Dot Wordsworth

Marquee

issue 16 February 2019

Ordinarily my husband is punctilious in keeping the pages of the Telegraph straight, especially when it is read by other people (me). ‘It’s all scrunched up,’ he exclaims if even the notoriously loose slip-page in the paper is misaligned. But he shook the sports pages into a toy-boat shape and slapped them against his leg when he read out this sentence: ‘There is a belief that a marquee annual tournament would develop cricket’s following.’

‘Are they going to play it in a tent?’ he cried, knowing they weren’t. The sports pages have imported a peculiar new meaning for marquee.

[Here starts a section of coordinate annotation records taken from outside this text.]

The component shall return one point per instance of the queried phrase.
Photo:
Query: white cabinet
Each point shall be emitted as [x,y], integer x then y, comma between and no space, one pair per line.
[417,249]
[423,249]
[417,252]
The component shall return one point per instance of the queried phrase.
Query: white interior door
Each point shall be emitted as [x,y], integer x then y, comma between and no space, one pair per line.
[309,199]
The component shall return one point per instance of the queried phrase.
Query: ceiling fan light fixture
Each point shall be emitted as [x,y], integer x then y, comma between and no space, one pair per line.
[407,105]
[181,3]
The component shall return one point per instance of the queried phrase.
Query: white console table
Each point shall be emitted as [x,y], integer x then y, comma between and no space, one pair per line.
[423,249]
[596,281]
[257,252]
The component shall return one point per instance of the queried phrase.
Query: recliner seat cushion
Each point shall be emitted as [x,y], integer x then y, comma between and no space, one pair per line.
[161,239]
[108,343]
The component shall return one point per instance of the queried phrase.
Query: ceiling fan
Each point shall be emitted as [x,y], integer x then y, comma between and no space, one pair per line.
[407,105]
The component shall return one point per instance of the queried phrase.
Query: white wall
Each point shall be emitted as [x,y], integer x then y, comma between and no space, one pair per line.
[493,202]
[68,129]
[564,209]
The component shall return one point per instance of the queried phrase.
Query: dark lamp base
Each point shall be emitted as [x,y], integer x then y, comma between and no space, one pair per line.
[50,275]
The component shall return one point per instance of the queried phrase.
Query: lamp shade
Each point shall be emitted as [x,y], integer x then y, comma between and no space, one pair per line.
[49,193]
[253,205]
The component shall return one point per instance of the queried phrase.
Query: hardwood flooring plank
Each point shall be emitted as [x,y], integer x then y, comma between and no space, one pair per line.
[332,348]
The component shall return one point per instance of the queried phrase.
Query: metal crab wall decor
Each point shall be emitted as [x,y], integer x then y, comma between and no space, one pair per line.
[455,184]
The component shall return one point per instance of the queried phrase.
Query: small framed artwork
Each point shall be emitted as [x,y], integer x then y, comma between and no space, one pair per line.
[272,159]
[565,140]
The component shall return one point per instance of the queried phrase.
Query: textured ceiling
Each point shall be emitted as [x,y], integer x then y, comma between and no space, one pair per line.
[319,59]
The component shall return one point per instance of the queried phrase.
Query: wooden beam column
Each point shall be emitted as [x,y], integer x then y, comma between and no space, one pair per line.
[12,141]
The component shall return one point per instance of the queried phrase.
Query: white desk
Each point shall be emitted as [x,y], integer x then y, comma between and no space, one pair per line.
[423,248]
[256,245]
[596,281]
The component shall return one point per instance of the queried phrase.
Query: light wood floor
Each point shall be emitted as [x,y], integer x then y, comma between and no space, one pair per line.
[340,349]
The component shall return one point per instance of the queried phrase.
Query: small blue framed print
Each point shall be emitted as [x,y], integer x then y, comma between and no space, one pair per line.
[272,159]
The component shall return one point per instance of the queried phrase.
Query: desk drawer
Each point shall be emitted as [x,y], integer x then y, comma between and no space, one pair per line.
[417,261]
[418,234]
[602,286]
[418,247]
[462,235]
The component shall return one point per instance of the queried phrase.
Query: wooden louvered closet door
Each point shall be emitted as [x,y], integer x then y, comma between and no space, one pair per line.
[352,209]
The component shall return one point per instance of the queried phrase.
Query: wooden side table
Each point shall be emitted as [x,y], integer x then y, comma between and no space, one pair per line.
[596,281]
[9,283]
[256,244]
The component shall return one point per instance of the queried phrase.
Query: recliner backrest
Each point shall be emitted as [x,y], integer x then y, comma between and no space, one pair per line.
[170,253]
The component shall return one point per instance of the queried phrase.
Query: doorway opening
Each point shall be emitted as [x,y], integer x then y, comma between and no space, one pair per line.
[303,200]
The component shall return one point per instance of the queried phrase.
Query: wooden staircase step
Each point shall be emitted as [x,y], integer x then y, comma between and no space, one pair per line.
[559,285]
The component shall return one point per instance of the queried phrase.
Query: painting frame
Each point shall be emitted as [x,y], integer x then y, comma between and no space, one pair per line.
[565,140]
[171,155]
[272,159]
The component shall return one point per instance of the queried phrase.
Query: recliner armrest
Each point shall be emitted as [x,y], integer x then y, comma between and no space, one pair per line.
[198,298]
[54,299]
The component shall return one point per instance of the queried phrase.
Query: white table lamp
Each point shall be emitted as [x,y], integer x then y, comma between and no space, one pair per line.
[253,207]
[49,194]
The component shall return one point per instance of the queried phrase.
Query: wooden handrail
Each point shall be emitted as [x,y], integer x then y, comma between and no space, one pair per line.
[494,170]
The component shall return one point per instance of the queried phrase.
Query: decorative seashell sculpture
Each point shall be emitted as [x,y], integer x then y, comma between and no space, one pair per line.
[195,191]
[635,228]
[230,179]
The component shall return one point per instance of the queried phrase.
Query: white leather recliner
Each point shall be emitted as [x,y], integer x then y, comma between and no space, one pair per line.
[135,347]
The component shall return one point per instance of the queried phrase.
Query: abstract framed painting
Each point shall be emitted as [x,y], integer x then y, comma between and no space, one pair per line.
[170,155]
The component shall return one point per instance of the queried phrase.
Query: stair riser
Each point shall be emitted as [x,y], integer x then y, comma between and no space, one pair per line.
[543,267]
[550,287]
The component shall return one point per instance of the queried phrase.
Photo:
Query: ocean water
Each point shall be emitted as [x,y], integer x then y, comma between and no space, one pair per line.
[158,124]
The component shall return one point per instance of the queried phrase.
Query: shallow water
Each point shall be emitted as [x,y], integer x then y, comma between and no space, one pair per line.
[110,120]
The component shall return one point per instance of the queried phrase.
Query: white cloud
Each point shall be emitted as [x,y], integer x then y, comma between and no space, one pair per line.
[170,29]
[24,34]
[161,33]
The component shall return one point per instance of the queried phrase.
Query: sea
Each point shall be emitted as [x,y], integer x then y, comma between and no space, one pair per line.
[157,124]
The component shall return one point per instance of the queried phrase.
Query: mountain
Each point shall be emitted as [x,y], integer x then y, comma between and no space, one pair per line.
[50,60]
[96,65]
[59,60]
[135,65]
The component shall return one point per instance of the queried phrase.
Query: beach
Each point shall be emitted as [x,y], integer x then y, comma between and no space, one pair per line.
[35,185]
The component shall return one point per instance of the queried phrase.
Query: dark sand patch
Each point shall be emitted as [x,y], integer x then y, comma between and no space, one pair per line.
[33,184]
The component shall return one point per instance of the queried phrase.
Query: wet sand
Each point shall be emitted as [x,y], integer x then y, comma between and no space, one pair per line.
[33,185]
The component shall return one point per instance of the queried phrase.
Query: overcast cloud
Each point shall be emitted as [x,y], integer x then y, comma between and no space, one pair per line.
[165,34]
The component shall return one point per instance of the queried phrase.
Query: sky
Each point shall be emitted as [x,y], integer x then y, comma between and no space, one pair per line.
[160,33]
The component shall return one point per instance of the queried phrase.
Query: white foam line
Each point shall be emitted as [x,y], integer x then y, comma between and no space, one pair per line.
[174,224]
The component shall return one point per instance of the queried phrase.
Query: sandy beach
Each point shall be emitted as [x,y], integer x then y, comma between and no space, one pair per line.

Its classic form is in the phrase marquee signing, which means ‘new star’.

This sense comes from American showbiz. Since the 1920s, marquee has been used there for the canopy over the entrance to a theatre or cinema. It need not have space to allow cars to drive beneath it, as a porte-cochère does.

Anyway the theatrical marquee is where you might have your name in lights, and so a marquee name is that of a star.

In today’s usage an allied meaning has developed. The Guardian recently referred to Donald Trump’s ‘marquee campaign promise of building a wall along the southern US border’. The promise had been highlighted as if in neon. To those of us for whom marquee speaks of agricultural shows and wet weddings, the Sunset Boulevard connotations remain alien.

But these things solidify over time and meanings become insulated from their origins. We have seen it with boutique, once a small shop (and in the deeper past related to bodega and apothecary, from the ancient Greek apotheke ‘store-house’). In modern times, boutique became a shop with fashionable pretensions, and, from the 1960s, an adjective for the specialised and exclusive, notably boutique hotels.